There is no ref of FEA in MT I4, but there are couple of references in AT V6, so either they have something to do with V6 or with autotransmission.
Do not worry, it has nothing to do with you overlooking something :P

Let me check AT I4, so we are sure what part it affects.

EDIT:
It has definitely something to do with V6.

Wait, are you saying the 96530006 ROM has provisions for AT V6 and/or MT V6 vehicles? From an evo ECU?

[Ceddy]

Quote:

Originally Posted by jba3

Wait, are you saying the 96530006 ROM has provisions for AT V6 and/or MT V6 vehicles? From an evo ECU?
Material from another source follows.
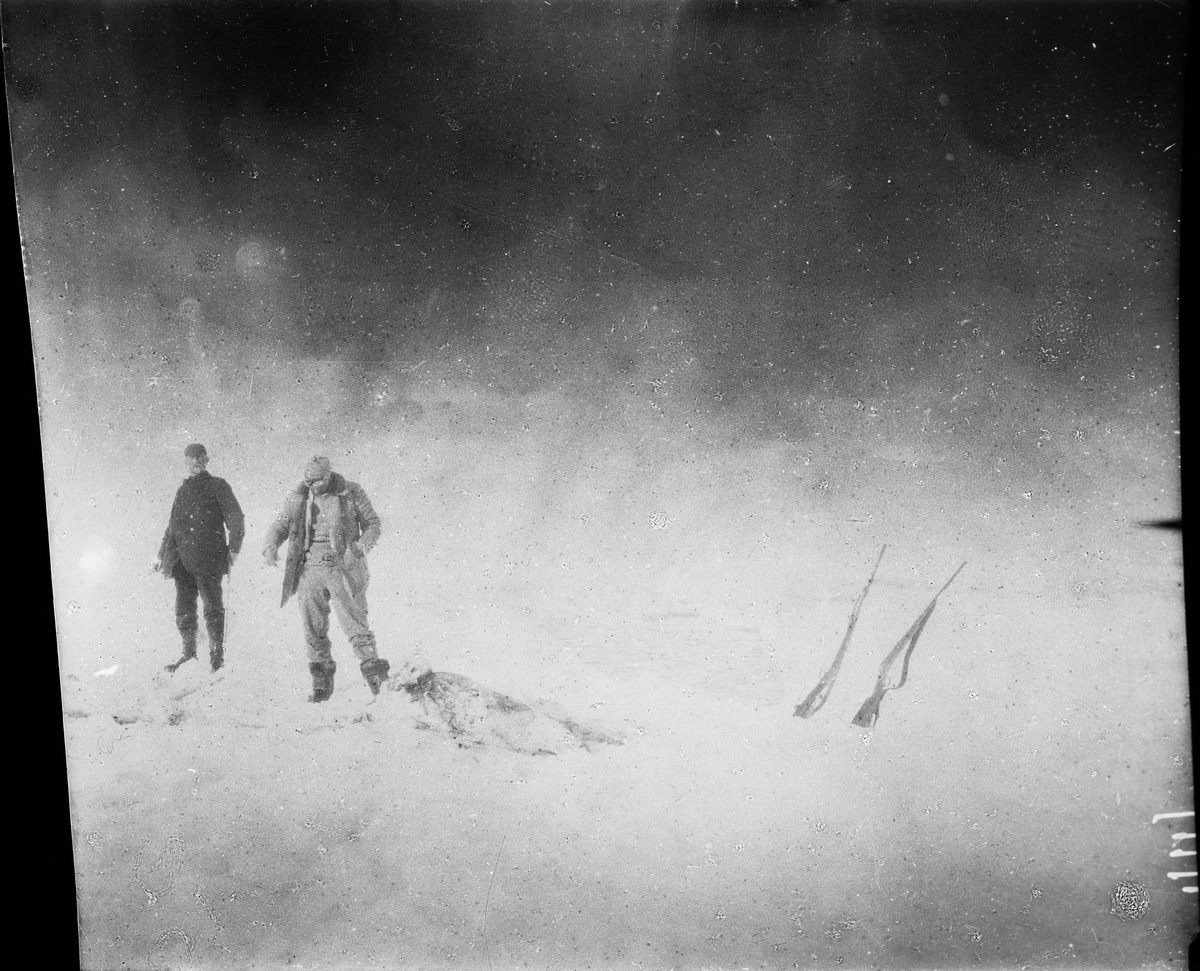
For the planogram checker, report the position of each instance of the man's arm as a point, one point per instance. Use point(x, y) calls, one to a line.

No, some FEA bits are for 6-cylinder stuff. The periphery bits, some routines, etc., are universal for all mitsu ecus. They reuse a lot of code, because its quicker then starting from scratch.

[jba3]

Quote:

Originally Posted by Ceddy

No, some FEA bits are for 6-cylinder stuff. The periphery bits, some routines, etc., are universal for all mitsu ecus. They reuse a lot of code, because its quicker then starting from scratch.

I think I actually heard my hopes shatter when I read this.

Thanks for the quick response though.

[Appauldd]

In looking at FEA for the 9417 series they all have bits 9 - 15 set = 1. Could these be related to the idle issues we get when switch from these roms to the new v7?

I resolved my issue (almost) with varous other periphery settings. What I am hunting for now is the cause of the 2K rpm rev at cold start up that goes away once the car is warm.